Celebrating Earth Day : 7 Stunning Earthscapes


Anuja Pradhan


Each year, on 22nd April, people celebrate Earth Day by pledging their support to environmental protection. At Planetwildlife, we are committed to this goal, and put in our efforts in the form of promoting responsible eco-tourism. We believe you’ll be more inclined to save the Earth when you experience its varied beauty for yourself. For Earth Day, we’re highlighting stunning natural earthscapes to remind ourselves of how beautiful our planet is, and why it is vital we protect it for future generations.

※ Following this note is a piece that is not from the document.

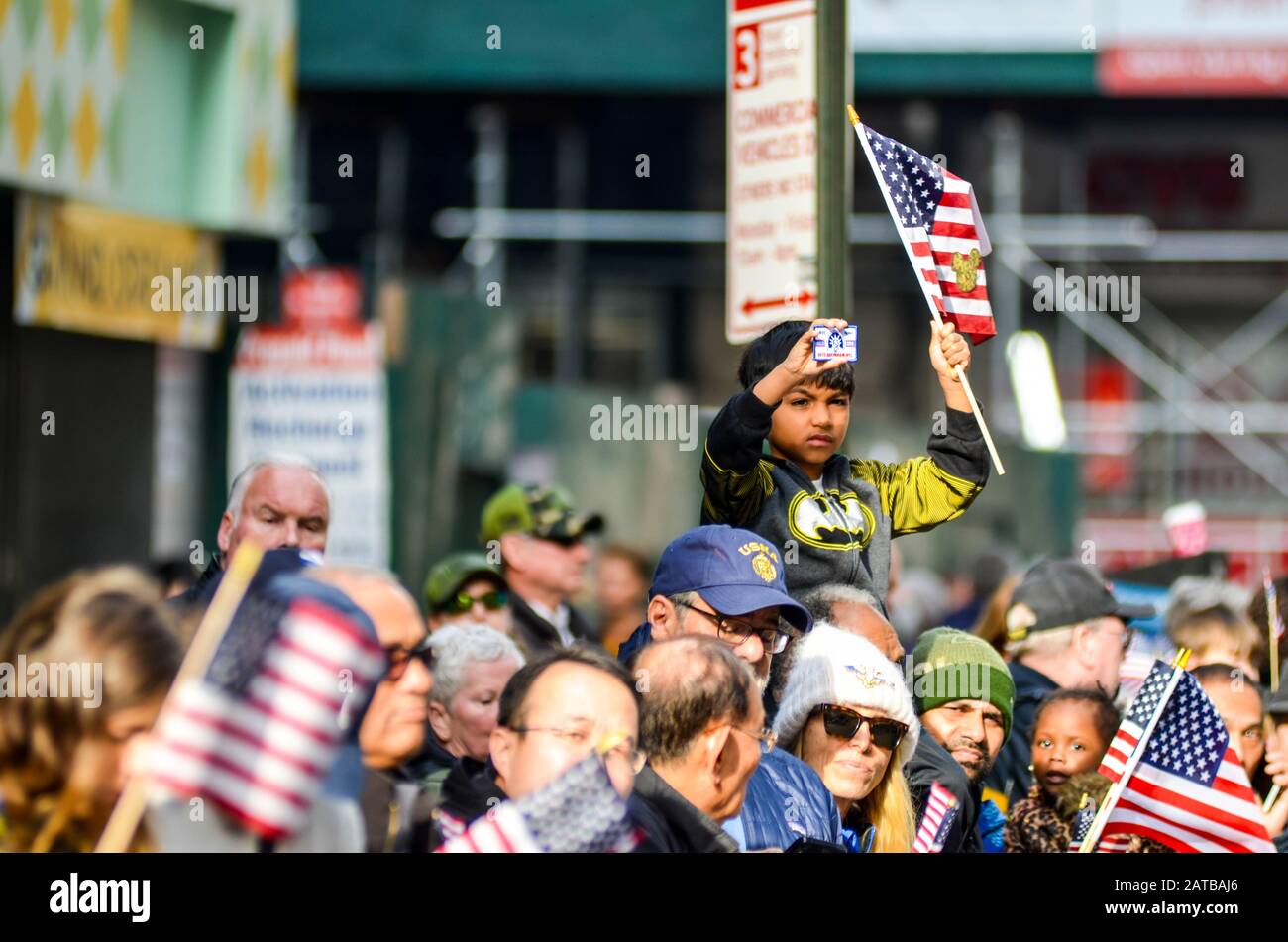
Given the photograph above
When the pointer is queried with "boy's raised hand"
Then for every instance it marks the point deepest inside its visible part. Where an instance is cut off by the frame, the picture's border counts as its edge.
(799, 366)
(948, 351)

1. Ngorongoro Crater, Tanzania



Ngorongoro Crater, the world's largest inactive volcanic caldera, was formed over two to three million years ago! The highlands surrounding the crater are mostly forested areas while the crater floor itself is a grassland area. You’ll be surprised to see black rhinoceroses, hippopotamuses, wildebeests, lions, and other animals inside the crater.

2. Ha Long Bay, Vietnam



Vietnam’s Ha Long Bay features thousands of beautiful limestone formations (krasts), and stunning caves. In Vietnamese, the name of the bay translates to “descending dragon bay”. According to legend, a family of dragons spat out jewels and jades onto the bay that turned into islands, protecting Vietnam from invading enemy ships. The dragons later decided to descend and settle upon Ha Long Bay, hence the name.

3. Okavango Delta, Botswana



Okavango Delta is fed by the floodwaters of Central Africa and covers an area of some 16,000 square kilometres. These waters fan out into the Okavango Delta forming a wetland system of beautiful palm-fringed channels, lagoons and islands that support a wealth of fauna and flora alike.

4. Iguazu Falls, Brazil



Brazil’s majestic Iguazu Falls is often overlooked by the likes of Niagara or Victoria Falls. However, as you can see from this photo, though it might not be the largest or highest waterfall, Iguazu is certainly one of the most beautiful ones. The name “Iguazu”, originating from Guarani words, translates to mean “big water”.

5. Leh, India



The small town of Leh, located in the state of Jammu and Kashmir, is often known as the “Gateway to the Himalayas”. It is the place most travellers go to before proceeding on to mountainous treks. However, in the past years, more and more tourists have arrived to explore the town itself as an end destination. They’ve probably got the right idea, seeing as to how you can view breath-taking scenes like the one above, only a short drive away from Leh.

6. Lake Malawi, Malawi



Lake Malawi holds the honour of being the world’s most ecologically diverse lake. Its crystal clear waters are home to more than a thousand species of fish, including hundreds of species of colourful cichlids. The water is so clear that you can observe marine life right from your boat!

7. Arctic



The Arctic landscape is unlike most others found on our planet. Fjords, glaciers, icebergs, and icy blue waters await to take your breath away. And while you’re admiring the beautiful landscapes during the day, the night sky will not be outdone and puts on a spectacular show by itself with the Northern Lights!

We hope this post has inspired you to join us in taking a sincere oath for environmental protection.